Notice that if there were a way to do that, it would highly depend on the current loaded code to properly release all held resources in order to provide a graceful restart (think about files, socket/tcp/http/database connections, threads, etc).
Some applications, like Jboss AS, capture Ctrl+C on the console and provide a graceful shutdown, closing all resources, but this is application-specific code and not a JVM feature.
I do something similar using JMX, I will 'unload' a module using JMX and then 'reload' it. Behind the scenes I am sure they are using a different class loader.
Well, I currently have this, it works perfectly, and completely OS-independent. The only thing that must work: executing the java process without any path/etc, but I think this can also be fixed.
The little code pieces are all from stackoverflow except RunnableWithObject and restartMinecraft() :)
You need to call it like this:
restartMinecraft(getCommandLineArgs());
So what it basically does, is:
Spawns a new Process and stores it in the p variable
Makes two RunnableWithObject instances and fills the process object into their data value, then starts two threads, they just print the inputStream and errorStream when it has available data until the process is exited
Waits for the process to exit
prints debug message about process exit
Terminates with the exit value of the process(not necessary)

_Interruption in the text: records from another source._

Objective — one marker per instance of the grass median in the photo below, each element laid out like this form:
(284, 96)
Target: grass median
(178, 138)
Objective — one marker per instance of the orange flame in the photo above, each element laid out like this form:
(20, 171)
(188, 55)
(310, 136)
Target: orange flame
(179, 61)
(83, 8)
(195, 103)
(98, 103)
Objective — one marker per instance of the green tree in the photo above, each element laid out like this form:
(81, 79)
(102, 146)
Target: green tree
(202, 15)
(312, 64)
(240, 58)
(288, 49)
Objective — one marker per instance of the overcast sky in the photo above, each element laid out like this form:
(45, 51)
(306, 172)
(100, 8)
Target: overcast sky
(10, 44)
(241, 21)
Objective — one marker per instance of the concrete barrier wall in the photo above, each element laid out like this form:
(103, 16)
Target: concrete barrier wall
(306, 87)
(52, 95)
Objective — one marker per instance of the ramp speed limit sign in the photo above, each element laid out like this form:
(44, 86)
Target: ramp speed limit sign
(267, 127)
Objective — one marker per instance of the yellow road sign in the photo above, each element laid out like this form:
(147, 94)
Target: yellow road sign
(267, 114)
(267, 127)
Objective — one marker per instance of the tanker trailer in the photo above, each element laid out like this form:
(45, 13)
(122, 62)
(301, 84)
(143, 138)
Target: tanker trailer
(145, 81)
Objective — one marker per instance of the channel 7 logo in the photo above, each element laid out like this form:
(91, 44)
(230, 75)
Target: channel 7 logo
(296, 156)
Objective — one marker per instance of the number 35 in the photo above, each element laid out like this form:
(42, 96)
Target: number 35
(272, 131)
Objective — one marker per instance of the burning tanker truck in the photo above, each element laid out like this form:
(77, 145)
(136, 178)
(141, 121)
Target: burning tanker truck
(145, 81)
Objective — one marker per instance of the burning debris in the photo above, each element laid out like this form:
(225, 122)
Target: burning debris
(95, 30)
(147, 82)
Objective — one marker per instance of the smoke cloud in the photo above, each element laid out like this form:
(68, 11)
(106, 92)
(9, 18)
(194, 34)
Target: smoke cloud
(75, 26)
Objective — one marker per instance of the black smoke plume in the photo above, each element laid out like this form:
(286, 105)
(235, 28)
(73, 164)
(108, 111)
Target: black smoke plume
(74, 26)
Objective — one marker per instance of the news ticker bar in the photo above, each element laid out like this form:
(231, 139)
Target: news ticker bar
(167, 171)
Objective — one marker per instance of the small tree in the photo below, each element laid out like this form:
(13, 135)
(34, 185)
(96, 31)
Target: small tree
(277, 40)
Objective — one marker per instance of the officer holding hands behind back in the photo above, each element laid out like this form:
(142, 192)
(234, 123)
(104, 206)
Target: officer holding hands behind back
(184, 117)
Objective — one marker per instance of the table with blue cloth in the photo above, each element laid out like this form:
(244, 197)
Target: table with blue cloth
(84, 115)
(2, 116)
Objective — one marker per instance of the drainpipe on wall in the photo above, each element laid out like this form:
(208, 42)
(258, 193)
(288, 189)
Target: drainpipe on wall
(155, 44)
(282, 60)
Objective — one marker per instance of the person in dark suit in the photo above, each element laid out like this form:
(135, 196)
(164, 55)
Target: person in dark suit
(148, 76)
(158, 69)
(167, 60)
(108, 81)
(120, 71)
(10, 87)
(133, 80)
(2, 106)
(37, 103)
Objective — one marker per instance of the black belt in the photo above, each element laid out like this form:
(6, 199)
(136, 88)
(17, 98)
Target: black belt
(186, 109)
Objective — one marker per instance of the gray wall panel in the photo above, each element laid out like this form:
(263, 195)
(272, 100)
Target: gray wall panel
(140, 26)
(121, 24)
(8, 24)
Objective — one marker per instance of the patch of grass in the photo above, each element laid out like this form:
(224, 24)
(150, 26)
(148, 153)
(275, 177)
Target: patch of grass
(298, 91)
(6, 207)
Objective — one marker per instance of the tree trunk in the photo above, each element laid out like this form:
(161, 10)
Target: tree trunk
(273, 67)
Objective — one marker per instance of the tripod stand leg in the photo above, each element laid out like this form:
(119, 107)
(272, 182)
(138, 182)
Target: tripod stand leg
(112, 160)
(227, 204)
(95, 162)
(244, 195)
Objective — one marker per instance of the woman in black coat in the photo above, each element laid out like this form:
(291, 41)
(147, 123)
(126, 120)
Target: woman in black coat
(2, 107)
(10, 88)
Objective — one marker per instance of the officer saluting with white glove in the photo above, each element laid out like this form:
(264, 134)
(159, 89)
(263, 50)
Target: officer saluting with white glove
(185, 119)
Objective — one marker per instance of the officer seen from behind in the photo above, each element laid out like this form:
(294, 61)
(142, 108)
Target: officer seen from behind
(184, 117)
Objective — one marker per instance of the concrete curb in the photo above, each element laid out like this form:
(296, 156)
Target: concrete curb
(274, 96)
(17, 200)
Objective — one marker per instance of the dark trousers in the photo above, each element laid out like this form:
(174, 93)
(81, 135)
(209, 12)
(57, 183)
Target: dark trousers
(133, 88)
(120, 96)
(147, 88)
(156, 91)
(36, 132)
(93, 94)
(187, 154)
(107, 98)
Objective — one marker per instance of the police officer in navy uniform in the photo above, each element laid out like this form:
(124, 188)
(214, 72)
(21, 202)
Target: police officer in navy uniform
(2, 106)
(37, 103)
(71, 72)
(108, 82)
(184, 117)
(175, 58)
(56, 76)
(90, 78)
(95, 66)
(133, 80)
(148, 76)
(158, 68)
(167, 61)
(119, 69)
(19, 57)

And yes it is directly pulled from my minecraft project:)
The code:
Tools.isProcessExited() method:
public static boolean isProcessExited(Process p) {
try {
p.exitValue();
} catch (IllegalThreadStateException e) {
return false;
}
return true;
}
Tools.restartMinecraft() method:
public static void restartMinecraft(String args) throws IOException, InterruptedException {
//Here you can do shutdown code etc
Process p = Runtime.getRuntime().exec(args);
RunnableWithObject<Process> inputStreamPrinter = new RunnableWithObject<Process>() {
#Override
public void run() {
// TODO Auto-generated method stub
while (!Tools.isProcessExited(data)) {
try {
while (data.getInputStream().available() > 0) {
System.out.print((char) data.getInputStream().read());
}
} catch (IOException e) {
}
}
}
};
RunnableWithObject<Process> errorStreamPrinter = new RunnableWithObject<Process>() {
#Override
public void run() {
// TODO Auto-generated method stub
while (!Tools.isProcessExited(data)) {
try {
while (data.getErrorStream().available() > 0) {
System.err.print((char) data.getErrorStream().read());
}
} catch (IOException e) {
}
}
}
};
inputStreamPrinter.data = p;
errorStreamPrinter.data = p;
new Thread(inputStreamPrinter).start();
new Thread(errorStreamPrinter).start();
p.waitFor();
System.out.println("Minecraft exited. (" + p.exitValue() + ")");
System.exit(p.exitValue());
}
Tools.getCommandLineArgs() method:
public static String getCommandLineArgs() {
String cmdline = "";
List<String> l = ManagementFactory.getRuntimeMXBean().getInputArguments();
cmdline += "java ";
for (int i = 0; i < l.size(); i++) {
cmdline += l.get(i) + " ";
}
cmdline += "-cp " + System.getProperty("java.class.path") + " " + System.getProperty("sun.java.command");
return cmdline;
}
Aaaaand finally the RunnableWithObject class:
package generic.minecraft.infinityclient;
public abstract class RunnableWithObject<T> implements Runnable {
public T data;
}
Good luck :)
It's easy in JavaX: You can use the standard functions nohupJavax() or restart().